Mirroring is more than simply mimicking some else's body language.
Time to Read: 3 Mins
With a foundation of building trust and camaraderie, you can use mirroring to give an outward display of your internal intentions.
Mirroring shows empathy, a desire to understand someone else, to join them in a mutual experience, and to develop a bond and trust.
This week, try out each technique below in your communication with someone at work over the next few days. Then answer the questions below to discuss with your coach.
Note: Avoid mirroring drama, anger or negative situations. It may be best to try active listening here instead.
Technique 1: Match someone’s tone or emotions - After someone talks to you, consider their tone of voice.
Is their tone energetic, lethargic or monotone?
Do they seem happy, excited or complacent?
Try to match their tone or emotion. The easiest way to do this is in the morning. When you walk in to your office and someone energetically says “Good morning! How are you?” Slap a big smile on, stop, and actually talk to them about your morning.
If someone just nods at you or says hey, they might still need their coffee. Simply nod back, don’t take it personally.
Technique 2: Mimic their body language - During a conversation, if someone is super engaged, leaning in and talking with their hands, do the same. If someone is talking to you and smiling don't look around and yawn. Nod, and smile back.
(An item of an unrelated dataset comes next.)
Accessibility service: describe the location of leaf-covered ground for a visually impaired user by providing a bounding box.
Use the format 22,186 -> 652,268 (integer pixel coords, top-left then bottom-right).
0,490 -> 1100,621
Technique 3: Use their language - Some offices or teams already have a pretty cohesive shared language, but maybe there are people who describe things a certain way or use different words. As an example, if someone has a catchphrase “teamwork makes the dream work” - use it. Not facetiously, but honestly.
If someone is more casual in their language don’t push them away by being more formal, instead, mirror their language. If they say “Hey, what’s up” respond with “doing good, you?” not “I am quite well, thank you. How are you doing?”